O el dinero que se le abonó al mozo encargado de guardar los toros que se
lidiaron al año siguiente:
«Ytem se descarga con cinco reales
que dixo havía pagado a un mosso, guarda de los toros que se lidiaron en dicha
festividad de dicho año de 1648».
Corrida de toros en Santa Cruz de Tenerife (h. 1900-1905). Archivo de Fotografía Histórica de Canarias, FEDAC-Cabildo de Gran Canaria.
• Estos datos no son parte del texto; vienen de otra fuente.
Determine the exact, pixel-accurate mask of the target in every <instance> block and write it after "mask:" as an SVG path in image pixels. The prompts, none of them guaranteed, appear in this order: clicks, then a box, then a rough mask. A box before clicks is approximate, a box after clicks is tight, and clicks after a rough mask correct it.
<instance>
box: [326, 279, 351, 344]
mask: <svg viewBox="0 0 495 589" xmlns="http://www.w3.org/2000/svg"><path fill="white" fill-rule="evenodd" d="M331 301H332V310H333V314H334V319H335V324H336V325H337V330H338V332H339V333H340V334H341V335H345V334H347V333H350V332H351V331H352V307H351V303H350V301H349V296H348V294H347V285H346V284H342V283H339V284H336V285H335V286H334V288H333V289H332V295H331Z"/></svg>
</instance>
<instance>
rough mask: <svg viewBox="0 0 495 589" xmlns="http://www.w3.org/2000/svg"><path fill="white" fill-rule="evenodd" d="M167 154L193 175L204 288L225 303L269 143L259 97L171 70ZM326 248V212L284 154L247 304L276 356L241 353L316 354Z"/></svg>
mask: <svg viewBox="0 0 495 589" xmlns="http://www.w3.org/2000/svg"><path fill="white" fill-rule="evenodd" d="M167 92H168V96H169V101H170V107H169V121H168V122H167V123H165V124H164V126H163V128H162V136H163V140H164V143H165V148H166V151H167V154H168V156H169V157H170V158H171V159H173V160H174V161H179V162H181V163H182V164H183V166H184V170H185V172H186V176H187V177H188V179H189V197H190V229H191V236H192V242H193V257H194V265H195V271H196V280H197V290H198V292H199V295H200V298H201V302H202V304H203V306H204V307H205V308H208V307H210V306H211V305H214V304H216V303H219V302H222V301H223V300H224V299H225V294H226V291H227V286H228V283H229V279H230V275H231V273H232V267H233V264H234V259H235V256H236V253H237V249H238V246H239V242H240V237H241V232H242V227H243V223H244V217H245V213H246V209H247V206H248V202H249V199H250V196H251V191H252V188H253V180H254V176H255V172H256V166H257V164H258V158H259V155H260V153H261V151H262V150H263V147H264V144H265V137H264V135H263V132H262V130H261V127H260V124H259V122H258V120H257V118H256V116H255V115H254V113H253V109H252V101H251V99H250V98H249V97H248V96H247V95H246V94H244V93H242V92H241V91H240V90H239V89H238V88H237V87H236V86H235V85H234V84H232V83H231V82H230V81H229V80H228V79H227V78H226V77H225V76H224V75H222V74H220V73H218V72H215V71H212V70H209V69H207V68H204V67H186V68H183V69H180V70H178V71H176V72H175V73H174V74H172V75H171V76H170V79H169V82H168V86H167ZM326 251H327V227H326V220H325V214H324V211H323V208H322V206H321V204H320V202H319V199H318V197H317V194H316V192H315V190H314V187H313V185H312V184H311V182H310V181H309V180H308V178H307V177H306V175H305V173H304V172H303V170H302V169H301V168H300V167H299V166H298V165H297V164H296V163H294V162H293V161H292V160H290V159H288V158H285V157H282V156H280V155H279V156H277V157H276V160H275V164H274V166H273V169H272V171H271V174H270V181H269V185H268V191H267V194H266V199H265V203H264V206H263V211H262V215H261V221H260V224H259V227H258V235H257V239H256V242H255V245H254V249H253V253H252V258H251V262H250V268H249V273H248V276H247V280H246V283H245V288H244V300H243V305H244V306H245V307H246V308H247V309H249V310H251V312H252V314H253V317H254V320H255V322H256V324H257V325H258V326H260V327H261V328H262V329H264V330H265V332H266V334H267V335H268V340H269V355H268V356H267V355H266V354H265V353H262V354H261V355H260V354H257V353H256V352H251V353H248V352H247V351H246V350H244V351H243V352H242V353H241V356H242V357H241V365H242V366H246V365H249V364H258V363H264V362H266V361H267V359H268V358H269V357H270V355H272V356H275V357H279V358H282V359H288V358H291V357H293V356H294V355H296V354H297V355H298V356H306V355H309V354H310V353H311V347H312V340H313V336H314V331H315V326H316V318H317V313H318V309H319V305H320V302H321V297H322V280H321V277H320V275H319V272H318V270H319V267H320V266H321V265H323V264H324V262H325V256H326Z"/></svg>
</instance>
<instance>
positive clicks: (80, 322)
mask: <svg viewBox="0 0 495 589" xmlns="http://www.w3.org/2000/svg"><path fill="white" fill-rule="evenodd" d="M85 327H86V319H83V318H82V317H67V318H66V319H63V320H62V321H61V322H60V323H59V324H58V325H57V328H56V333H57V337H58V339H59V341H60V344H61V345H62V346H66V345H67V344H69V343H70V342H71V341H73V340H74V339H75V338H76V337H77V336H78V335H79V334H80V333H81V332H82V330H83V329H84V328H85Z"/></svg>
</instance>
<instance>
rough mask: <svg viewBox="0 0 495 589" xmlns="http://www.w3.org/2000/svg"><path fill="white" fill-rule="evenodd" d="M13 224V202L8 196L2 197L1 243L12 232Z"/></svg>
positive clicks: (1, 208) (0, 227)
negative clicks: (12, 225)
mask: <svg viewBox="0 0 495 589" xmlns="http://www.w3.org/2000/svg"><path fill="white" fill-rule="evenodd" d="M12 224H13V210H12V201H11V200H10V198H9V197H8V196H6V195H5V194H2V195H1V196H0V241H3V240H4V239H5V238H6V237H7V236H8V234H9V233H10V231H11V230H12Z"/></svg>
La manera en que se desarrollaban este tipo de diversiones, de los que
fueron muy gustosos nuestros antepasados, no debió de ser muy diferente al modo
y manera con que se luchaba contra estos bellos animales en la España del
llamado Siglo de Oro. En primer lugar y a falta de una plaza de toros
permanente, cualquier espacio abierto hacía las veces de coso taurino,
delimitándose éste con barreras de madera o talanqueras. El toreo a caballo,
reservado para la clase aristocrática, fue en estos momentos el más difundido,
debiendo el caballero clavar un rejón en el cuello del animal. El sacrificio
del toro sólo producía en el caso de que el rejoneador se dejara ‹‹ofender›› por
el bóvido, teniendo éste la obligación de vengarse y saldar la ofensa,
abatiéndolo de una estocada. En el supuesto contrario de que el caballero no
fuese ofendido por el bruto, la fiesta finalizaba sin la consumación de la
muerte. Era entonces cuando entraban en escena los llamados peones, encargados
de inmovilizar al animal desjarretándolo, o lo que es lo mismo, cortando a
cuchilladas sus patas por el jarrete o parte posterior de la rodilla, con lo
que el noble espectáculo se convertía entonces en una auténtica orgía de
sangre. Probablemente, fueron este tipo de toreros que se enfrentaban al toro a
pie, y no aquellos que lo hacían sobre la grupa de un caballo, los más usuales
en las fiestas de Teror, pues la actuación de los éstos fue más frecuente en la
capital del reino y en las grandes ciudades. Con todo, los terorenses del Seiscientos
no sólo saciaron su hambre y sed de espectáculo y morbo con la sangre de los
toros y probablemente, y en alguna que otra ocasión, con la de los propios
toreros. Entre sus aficiones también cabe señalar pasatiempos menos cruentos
como los juegos de naipes y bolos, las comedias, los fuegos de artificio, y los
bailes o la música de tamboril ejecutados por esclavos negros o «morenos».